The heart wants what it wants. I take off my clothes. Now my shoes are off he’s a little taller than me. He points it out, says he has the upper hand. I duck away from his lips when he tries to kiss me on the mouth. I touch his stomach; there’s no give at all, my fingers don’t dent it. His thighs are hard, and slim. His arse doesn’t look like it’s been shrunk in the wash, at least, but I bet he’s done a lot of squats to get it this way.

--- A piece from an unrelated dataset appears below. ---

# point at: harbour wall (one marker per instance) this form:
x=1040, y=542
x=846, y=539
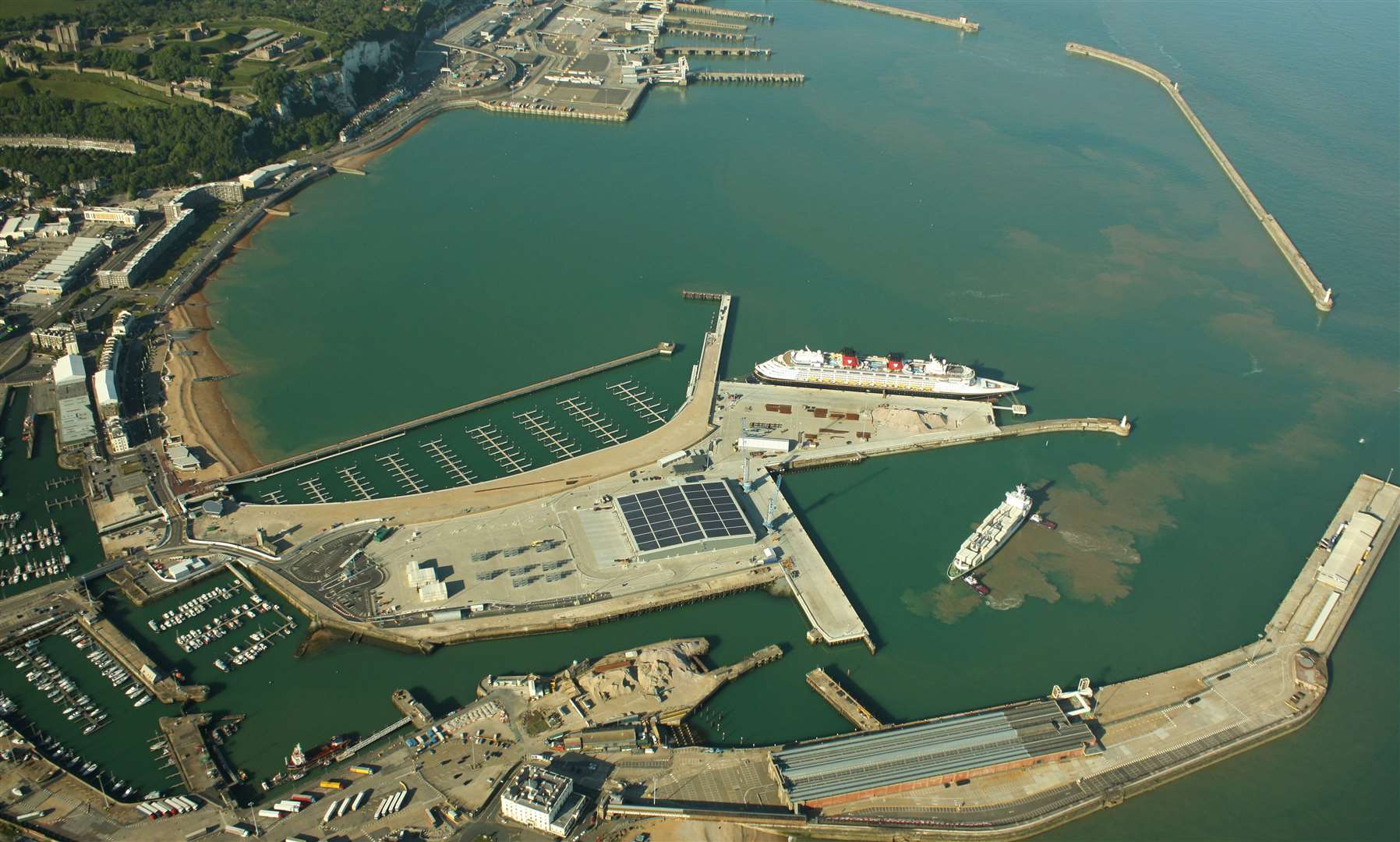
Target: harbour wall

I kneel on the bed, tell him to go from behind. I don’t want to look at him. I don’t want to touch him. I want to bury my hands in the generous hotel pillows and pretend I’m grabbing a handful of pudgy boy-thigh. No foreplay. He runs a cursory hand down my side, he checks if I’m wet, then sticks it in. It stings. I haven’t done this in a long time. He huffs above me. I don’t particularly want to look at him, but there’s a big mirror on the wall. I see us both looking at ourselves. John is watching his dick go in and out of me, and I’m just staring at the girl in the mirror. The bored redhead and the plastic surgeon, pulling at the flesh of her flank. She looks posed, and so does he, like a little girl is doing something obscene with Barbie and Ken.